Heston’s touch of gold at the BBC Good Food Show

Posted on Tuesday, 18th November 2008

One of the billed highlights of the BBC Good Food Show, held at London’s Olympia from the 14th to the 16th of November, was ‘The Cookery Experience’ where a line-up of celebrity chiefs had been called in to present. There were some big names, including Nigella Lawson; James Martin, host of Saturday Kitchen; and John Torode, of Smith’s of Smithsfields and a judge on Masterchef.

Heston Blumenthal of The Fat Duck was also part of the line-up, and I couldn’t help but go along to hear what radical alchemistic culinary tit-bits this esteemed chef would offer to a live audience. Whilst I suspect his approach to food isn’t for everyone, by combining the science lab with a kitchen, you can’t help but acknowledge that he’s revolutionised cooking and that he pushes both the boundaries of technique and the limits of sensory perceptions.

At the BBC Good Food Show, Heston featured excerpts from his 2007 Christmas Special broadcast last December on BBC2, Heston’s Perfect Christmas Dinner. In the programme, he had invited six celebrity guests to dine in a car park which he had filled with frosted Christmas trees, and also presumably with lots of outdoor heating. For that dinner, he was inspired to draw on some of the traditional symbols of Christmas: gold, frankincense and myrrh, which he incorporated as part of his starter. In search of frankincense, he travelled to the lost city of Ubar in Oman which historians speculate is possibly the earliest shipping outpost of frankincense in the world.

From the bark of a frankincense tree, he extracted its sap, and for his starter he used the extract to create frankincense tea. The tea was then poured over an edible gold-plated bullion, filled with veal stock at its core. When the hot tea came into contact with the bullion, the latter dissolved to create a richly flavoured broth which was then consumed using a spoon crafted from the bark of a myrhh tree.

Back to the BBC Good Food Show, and each guest present was given an envelope containing a transparent sliver of gelatine set with the sap of frankincense from the same tree in Ubar that he had used to create his Christmas dish.

The flavour was quite complex, and tasted slightly bitter and quite peppery, with an aftertaste that stayed with me for well over an hour. Also in the envelope was a small wafer, the same as the one which had been included in the Christmas crackers that he presented to his guests on the programme, and which “tasted like the smell of a baby.” Made from milk powder, vanilla, pistachio and a touch of cream, it tasted like, well, the smell of a baby.

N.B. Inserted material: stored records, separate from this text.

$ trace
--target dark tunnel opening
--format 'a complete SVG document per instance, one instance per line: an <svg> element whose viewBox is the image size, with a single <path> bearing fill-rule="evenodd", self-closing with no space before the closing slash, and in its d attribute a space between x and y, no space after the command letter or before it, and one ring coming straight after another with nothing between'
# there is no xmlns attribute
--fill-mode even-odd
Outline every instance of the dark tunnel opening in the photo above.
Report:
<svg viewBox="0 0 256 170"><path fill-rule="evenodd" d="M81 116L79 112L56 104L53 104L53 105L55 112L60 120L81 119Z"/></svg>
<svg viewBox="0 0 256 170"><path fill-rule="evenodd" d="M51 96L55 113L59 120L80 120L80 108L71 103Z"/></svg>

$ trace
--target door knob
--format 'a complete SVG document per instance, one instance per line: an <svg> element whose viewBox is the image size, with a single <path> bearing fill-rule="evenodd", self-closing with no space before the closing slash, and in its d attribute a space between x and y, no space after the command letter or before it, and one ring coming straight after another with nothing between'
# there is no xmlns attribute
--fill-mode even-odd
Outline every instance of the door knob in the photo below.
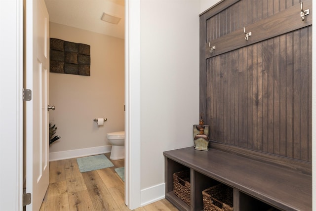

The presentation also covered some of the other dishes that he cooked during his Christmas Special. He also talked about one of his most recent creations, his Fat Duck dish – the “Sound of the Sea”. This is a seafood dish, and each diner is to wear a set of iPod headphones which play the sounds of the sea as they eat this dish. The effect is to enhance the taste by tapping into your audio senses. Towards the end of this segment he also revealed that this was perhaps one of the dishes that he was most proud of having created in his career.

During question time at the end, one person in the audience asked if there was anything he couldn’t cook, which he initially responded to by playfully pretending to walk off stage. His verbal response was that even if you don’t achieve success with your first attempt at a recipe, repeated attempts will ultimately achieve for you the results you desire. For a man who taught himself to cook, and then went on to earn three Michelin stars for The Fat Duck, it’s easy to believe that this is truly his ethos.